The main takeaway from this case is that individuals who voluntarily participate in inherently risky amusement park attractions assume the obvious and necessary risks associated with those activities. The court ruled that the plaintiff, who was injured on 'The Flopper' ride, could not recover damages because he willingly accepted the known risks of the attraction.
Murphy v. Steeplechase Amusement Co.
New York Court of Appeals - 250 N.Y. 479 (1929)
Main Takeaway
Issues
Is an amusement park operator liable for injuries sustained by patrons on a ride known to be risky?
Facts
A young man visited Steeplechase Amusement Park at Coney Island, New York, with his girlfriend (later wife) and friends. They rode an attraction called "The Flopper," a moving belt on an inclined plane where passengers often fell due to the movement. The ride had padded walls and flooring, and was powered by an electric motor. While on the ride, the young man experienced a sudden jerk, was thrown to the floor, and fractured his knee cap. His companions were also thrown but not injured.

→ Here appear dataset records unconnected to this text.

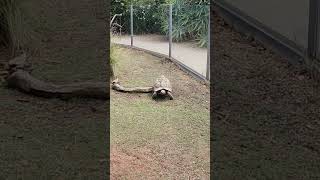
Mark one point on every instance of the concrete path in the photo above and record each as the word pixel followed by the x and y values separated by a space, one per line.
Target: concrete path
pixel 187 53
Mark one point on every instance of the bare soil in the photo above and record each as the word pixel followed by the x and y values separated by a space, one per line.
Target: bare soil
pixel 266 112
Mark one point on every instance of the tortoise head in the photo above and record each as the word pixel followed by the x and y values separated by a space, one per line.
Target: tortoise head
pixel 162 92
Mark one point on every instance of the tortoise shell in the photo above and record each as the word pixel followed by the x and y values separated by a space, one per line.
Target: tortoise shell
pixel 162 83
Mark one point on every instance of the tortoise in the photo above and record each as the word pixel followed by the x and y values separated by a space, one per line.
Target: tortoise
pixel 162 87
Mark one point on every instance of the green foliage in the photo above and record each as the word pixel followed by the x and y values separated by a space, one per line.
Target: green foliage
pixel 146 19
pixel 14 31
pixel 190 22
pixel 190 18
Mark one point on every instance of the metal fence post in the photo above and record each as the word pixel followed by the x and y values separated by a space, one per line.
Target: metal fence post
pixel 131 23
pixel 208 51
pixel 313 28
pixel 170 30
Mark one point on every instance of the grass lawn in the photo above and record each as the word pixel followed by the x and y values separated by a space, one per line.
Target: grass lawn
pixel 152 138
pixel 51 138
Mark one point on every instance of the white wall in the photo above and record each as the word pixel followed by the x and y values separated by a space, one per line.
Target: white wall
pixel 287 17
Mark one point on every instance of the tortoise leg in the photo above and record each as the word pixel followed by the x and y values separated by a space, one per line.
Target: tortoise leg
pixel 170 95
pixel 154 95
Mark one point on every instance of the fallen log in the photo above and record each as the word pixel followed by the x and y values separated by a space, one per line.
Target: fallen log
pixel 24 82
pixel 116 86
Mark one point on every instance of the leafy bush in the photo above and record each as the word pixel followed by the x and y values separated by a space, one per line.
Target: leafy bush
pixel 190 18
pixel 146 19
pixel 190 22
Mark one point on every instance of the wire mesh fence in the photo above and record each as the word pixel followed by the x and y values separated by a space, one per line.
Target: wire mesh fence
pixel 179 32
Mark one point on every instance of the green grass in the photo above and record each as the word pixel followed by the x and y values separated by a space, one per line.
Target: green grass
pixel 178 130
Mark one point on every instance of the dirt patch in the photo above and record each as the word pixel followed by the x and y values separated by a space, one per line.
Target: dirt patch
pixel 266 112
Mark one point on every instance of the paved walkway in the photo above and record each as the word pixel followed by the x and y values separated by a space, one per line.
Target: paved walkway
pixel 187 53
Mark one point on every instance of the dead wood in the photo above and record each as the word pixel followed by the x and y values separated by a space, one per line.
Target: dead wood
pixel 22 80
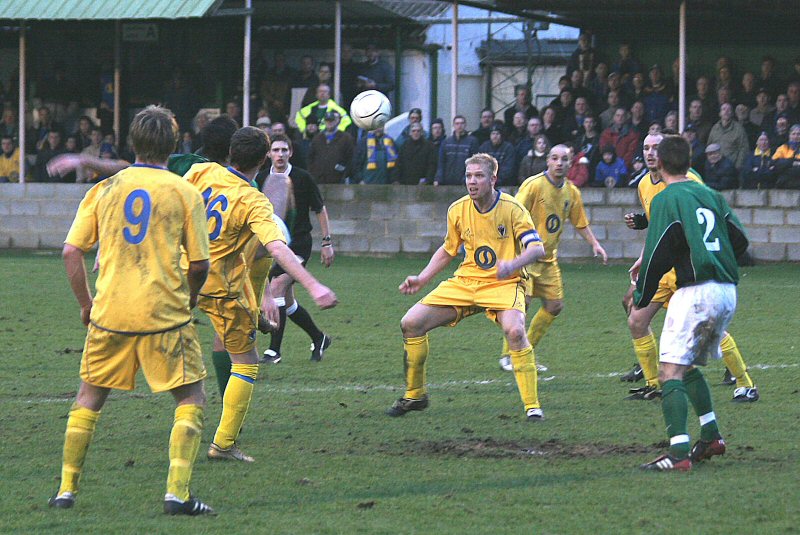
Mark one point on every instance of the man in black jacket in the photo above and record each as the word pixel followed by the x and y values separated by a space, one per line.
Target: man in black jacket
pixel 452 153
pixel 416 163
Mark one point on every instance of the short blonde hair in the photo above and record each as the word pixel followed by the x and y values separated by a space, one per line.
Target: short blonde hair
pixel 154 134
pixel 486 161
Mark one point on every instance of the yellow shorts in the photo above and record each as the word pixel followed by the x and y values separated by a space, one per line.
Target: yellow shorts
pixel 544 281
pixel 468 297
pixel 234 319
pixel 667 286
pixel 168 360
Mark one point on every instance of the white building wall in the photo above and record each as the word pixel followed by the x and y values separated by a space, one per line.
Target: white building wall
pixel 471 97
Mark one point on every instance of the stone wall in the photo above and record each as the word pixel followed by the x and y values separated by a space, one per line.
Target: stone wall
pixel 387 220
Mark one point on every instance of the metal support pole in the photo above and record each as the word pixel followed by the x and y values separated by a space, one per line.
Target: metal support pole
pixel 454 65
pixel 337 56
pixel 682 68
pixel 117 78
pixel 434 55
pixel 248 25
pixel 21 118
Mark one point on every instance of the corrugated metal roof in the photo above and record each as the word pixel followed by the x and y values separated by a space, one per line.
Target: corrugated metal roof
pixel 103 9
pixel 414 9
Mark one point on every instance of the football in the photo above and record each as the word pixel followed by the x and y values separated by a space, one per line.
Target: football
pixel 370 110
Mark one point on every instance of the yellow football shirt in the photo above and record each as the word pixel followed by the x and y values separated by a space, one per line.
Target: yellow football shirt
pixel 648 190
pixel 237 212
pixel 142 216
pixel 550 206
pixel 497 234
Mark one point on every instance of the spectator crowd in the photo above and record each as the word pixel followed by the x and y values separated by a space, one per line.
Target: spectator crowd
pixel 744 127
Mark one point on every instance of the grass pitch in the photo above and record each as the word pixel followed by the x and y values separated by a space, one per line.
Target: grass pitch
pixel 329 461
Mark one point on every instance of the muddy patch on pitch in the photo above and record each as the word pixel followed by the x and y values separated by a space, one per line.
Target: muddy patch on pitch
pixel 506 449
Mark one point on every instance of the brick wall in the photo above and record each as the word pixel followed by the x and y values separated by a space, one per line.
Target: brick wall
pixel 386 220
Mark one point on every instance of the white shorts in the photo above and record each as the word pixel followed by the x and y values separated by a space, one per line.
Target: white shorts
pixel 696 320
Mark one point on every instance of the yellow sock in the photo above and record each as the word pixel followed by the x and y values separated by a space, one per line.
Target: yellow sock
pixel 259 269
pixel 527 379
pixel 184 441
pixel 416 353
pixel 235 403
pixel 647 354
pixel 539 325
pixel 80 429
pixel 734 361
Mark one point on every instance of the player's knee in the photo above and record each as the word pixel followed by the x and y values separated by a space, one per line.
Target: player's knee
pixel 637 323
pixel 515 334
pixel 411 326
pixel 554 307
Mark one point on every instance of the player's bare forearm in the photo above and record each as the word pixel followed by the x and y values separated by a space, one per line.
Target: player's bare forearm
pixel 415 283
pixel 322 295
pixel 78 281
pixel 636 221
pixel 587 234
pixel 532 253
pixel 198 271
pixel 65 164
pixel 269 307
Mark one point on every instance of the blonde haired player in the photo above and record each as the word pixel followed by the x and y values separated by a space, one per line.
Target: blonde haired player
pixel 639 319
pixel 140 316
pixel 499 239
pixel 551 199
pixel 240 216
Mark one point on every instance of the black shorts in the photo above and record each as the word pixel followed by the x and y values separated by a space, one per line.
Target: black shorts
pixel 300 247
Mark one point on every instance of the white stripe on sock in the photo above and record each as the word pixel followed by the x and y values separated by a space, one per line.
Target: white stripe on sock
pixel 708 418
pixel 678 439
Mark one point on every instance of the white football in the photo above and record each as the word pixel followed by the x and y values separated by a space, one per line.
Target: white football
pixel 370 110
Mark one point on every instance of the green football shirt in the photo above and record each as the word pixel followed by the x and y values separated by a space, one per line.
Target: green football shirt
pixel 694 230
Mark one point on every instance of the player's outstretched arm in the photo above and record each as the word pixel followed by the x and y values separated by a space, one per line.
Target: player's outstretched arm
pixel 414 283
pixel 322 295
pixel 76 272
pixel 67 163
pixel 587 234
pixel 270 308
pixel 636 221
pixel 198 271
pixel 531 254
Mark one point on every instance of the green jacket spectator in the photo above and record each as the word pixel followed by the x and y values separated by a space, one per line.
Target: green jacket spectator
pixel 320 107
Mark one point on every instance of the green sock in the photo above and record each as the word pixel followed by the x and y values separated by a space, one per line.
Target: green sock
pixel 675 406
pixel 222 364
pixel 699 394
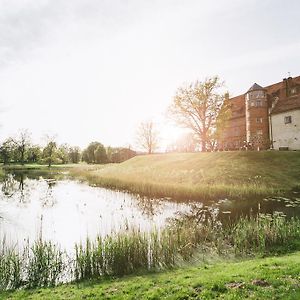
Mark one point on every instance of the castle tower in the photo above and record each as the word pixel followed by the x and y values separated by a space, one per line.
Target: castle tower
pixel 257 119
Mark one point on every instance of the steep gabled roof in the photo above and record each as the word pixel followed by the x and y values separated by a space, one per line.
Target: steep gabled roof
pixel 255 87
pixel 286 104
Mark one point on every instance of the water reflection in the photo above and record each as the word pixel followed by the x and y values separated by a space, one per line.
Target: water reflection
pixel 70 210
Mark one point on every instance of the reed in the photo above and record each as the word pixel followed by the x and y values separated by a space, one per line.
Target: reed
pixel 43 264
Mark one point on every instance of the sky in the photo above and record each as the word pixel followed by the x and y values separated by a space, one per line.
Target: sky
pixel 92 70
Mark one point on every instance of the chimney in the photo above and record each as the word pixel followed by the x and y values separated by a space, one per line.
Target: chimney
pixel 285 86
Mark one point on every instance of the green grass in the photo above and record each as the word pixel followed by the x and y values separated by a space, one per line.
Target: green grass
pixel 200 176
pixel 43 264
pixel 265 278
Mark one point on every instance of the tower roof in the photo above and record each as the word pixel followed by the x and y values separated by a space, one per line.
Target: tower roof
pixel 255 87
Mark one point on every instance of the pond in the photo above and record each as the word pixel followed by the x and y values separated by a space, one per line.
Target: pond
pixel 66 211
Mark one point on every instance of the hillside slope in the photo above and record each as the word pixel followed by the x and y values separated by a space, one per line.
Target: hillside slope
pixel 200 175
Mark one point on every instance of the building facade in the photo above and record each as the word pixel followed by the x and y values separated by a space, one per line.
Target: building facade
pixel 264 117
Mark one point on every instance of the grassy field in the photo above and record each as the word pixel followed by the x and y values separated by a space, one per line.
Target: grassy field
pixel 265 278
pixel 200 175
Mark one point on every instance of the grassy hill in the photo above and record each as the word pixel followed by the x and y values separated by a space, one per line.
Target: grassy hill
pixel 265 278
pixel 200 175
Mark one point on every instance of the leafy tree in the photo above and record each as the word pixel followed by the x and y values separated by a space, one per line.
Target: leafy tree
pixel 49 152
pixel 7 151
pixel 122 154
pixel 21 145
pixel 100 155
pixel 197 107
pixel 147 136
pixel 34 154
pixel 74 155
pixel 63 153
pixel 94 153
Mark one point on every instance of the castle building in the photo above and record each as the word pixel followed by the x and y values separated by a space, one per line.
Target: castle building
pixel 264 118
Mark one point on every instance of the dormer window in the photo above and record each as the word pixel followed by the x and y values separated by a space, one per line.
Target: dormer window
pixel 287 119
pixel 293 91
pixel 258 103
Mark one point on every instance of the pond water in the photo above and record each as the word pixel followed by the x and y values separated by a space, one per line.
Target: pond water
pixel 67 211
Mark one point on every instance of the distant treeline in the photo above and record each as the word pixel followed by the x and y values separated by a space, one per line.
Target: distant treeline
pixel 21 151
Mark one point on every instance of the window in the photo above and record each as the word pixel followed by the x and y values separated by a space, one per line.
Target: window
pixel 287 119
pixel 258 103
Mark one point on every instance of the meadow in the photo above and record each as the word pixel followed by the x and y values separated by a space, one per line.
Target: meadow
pixel 200 176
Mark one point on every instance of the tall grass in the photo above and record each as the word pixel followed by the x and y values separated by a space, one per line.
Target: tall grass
pixel 125 253
pixel 39 265
pixel 44 264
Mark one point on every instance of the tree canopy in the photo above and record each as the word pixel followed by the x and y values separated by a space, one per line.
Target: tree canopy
pixel 197 106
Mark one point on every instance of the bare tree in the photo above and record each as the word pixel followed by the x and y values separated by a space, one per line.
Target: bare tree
pixel 22 142
pixel 197 106
pixel 49 151
pixel 147 136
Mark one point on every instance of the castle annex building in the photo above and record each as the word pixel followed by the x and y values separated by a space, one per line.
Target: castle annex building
pixel 265 117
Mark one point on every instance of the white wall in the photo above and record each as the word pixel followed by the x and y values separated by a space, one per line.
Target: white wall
pixel 286 135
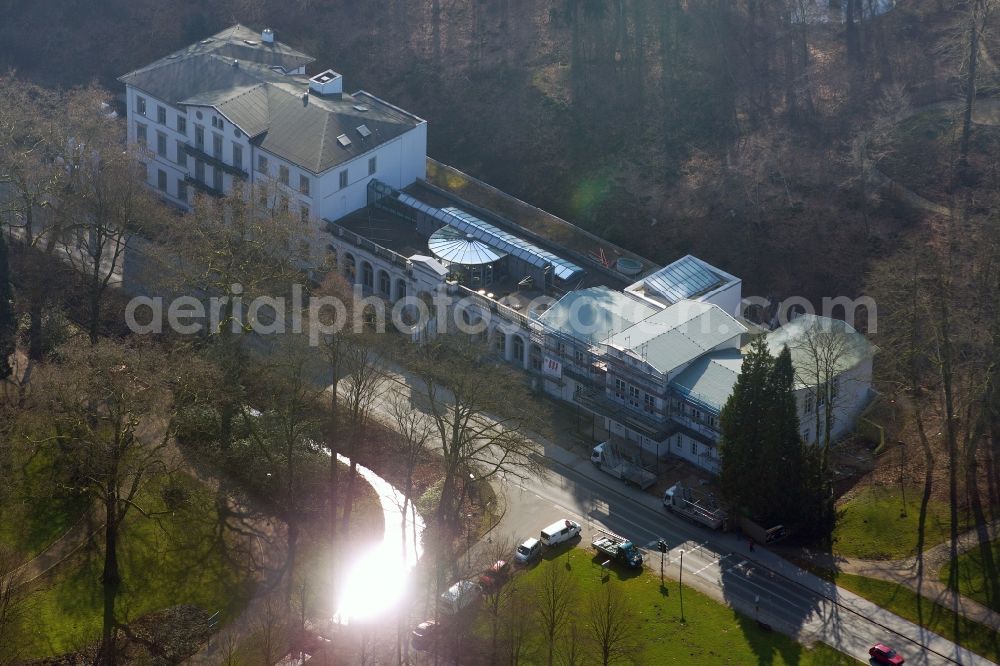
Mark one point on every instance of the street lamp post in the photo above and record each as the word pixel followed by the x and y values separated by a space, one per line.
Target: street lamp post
pixel 468 541
pixel 680 582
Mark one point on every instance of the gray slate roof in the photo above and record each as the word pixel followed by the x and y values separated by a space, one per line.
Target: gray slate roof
pixel 711 378
pixel 268 104
pixel 677 335
pixel 594 314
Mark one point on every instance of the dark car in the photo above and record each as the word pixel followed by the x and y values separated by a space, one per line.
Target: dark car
pixel 424 635
pixel 496 575
pixel 883 654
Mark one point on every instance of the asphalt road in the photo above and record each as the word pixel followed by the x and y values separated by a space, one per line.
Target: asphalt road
pixel 759 584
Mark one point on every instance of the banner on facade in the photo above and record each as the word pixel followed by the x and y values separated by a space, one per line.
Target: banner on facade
pixel 552 367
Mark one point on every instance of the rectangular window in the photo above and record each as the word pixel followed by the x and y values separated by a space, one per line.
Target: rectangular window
pixel 633 396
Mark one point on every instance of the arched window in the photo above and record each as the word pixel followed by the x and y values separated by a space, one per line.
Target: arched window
pixel 350 268
pixel 518 343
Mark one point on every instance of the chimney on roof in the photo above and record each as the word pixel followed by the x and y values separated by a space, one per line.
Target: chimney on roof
pixel 327 83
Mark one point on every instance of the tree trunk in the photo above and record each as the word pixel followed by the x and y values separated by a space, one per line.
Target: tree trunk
pixel 110 583
pixel 970 84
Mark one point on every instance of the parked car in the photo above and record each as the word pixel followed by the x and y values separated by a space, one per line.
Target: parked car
pixel 495 576
pixel 528 551
pixel 558 532
pixel 424 635
pixel 459 596
pixel 883 654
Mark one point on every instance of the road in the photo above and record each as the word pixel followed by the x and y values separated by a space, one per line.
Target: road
pixel 759 584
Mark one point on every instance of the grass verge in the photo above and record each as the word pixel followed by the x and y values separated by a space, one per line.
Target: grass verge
pixel 903 602
pixel 972 577
pixel 876 524
pixel 712 632
pixel 179 556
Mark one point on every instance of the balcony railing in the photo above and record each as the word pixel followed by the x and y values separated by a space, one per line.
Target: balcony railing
pixel 214 161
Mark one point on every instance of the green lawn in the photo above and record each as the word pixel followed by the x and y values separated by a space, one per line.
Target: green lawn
pixel 175 558
pixel 903 602
pixel 872 525
pixel 712 633
pixel 35 510
pixel 972 576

The injured man sued Steeplechase Amusement Company, the park operator, claiming the ride was dangerous and lacked proper safety measures. He alleged the belt stopped and started violently, operated at an unsafe speed, and lacked adequate railings or guards. The plaintiff acknowledged observing others on the ride before participating and recognized the inherent risk. There was conflicting testimony about previous accidents on the ride, though none reported were as severe as the plaintiff's injury. The nature of the attraction was known for its risk and excitement, with falling being an expected part of the experience.
Procedural History
The case originated in the Trial Term, where an initial judgment was rendered. Following this decision, one of the parties appealed to the Appellate Division. The Appellate Division reviewed the case and subsequently affirmed the judgment of the lower court. Not satisfied with this outcome, a further appeal was made, bringing the case before the current court, which is likely the New York Court of Appeals, for final review and determination.
Holding and Rationale
(None)
No. An amusement park operator is not liable for injuries sustained by patrons on a ride known to be risky when the dangers are obvious and inherent to the attraction. The principle of volenti non fit injuria applies in such cases, as patrons voluntarily assume the risks associated with the activity. When participating in an amusement park ride, the very nature of the attraction invites certain hazards that are foreseeable and part of the intended experience. The mere occurrence of an accident does not establish negligence on the part of the operator. To prove liability, there must be clear evidence of a malfunction, improper operation, or a defect in the equipment that goes beyond the inherent risks of the ride. The number of previous incidents must be statistically significant to render a ride inherently too dangerous to operate without modifications. When assessing potential liability, the focus should be on whether the operator maintained the equipment properly and operated it within normal parameters, not on the inherent risks that patrons willingly accept. Patrons who choose to engage in thrilling or potentially dangerous activities at amusement parks cannot later claim injury from the very risks that made the activity appealing, provided those risks were obvious and the ride was functioning as intended.
Judges' Opinion
Dissent (O'Brien, J.) The decision in Tantillo v. Goldstein Brothers Amusement Co. (248 N.Y. 286) is controlling in this case. The majority's departure from this precedent is unwarranted and undermines legal consistency. The principles established in Tantillo should be upheld to maintain jurisprudential stability and predictability in similar cases.
Concurrence (Pound, J.) Concurred with the majority opinion without providing a separate written opinion.
Concurrence (Crane, J.) Concurred with the majority opinion without providing a separate written opinion.
Concurrence (Lehman, J.) Concurred with the majority opinion without providing a separate written opinion.
Concurrence (Kellogg, J.) Concurred with the majority opinion without providing a separate written opinion.
Concurrence (Hubbs, J.) Concurred with the majority opinion without providing a separate written opinion.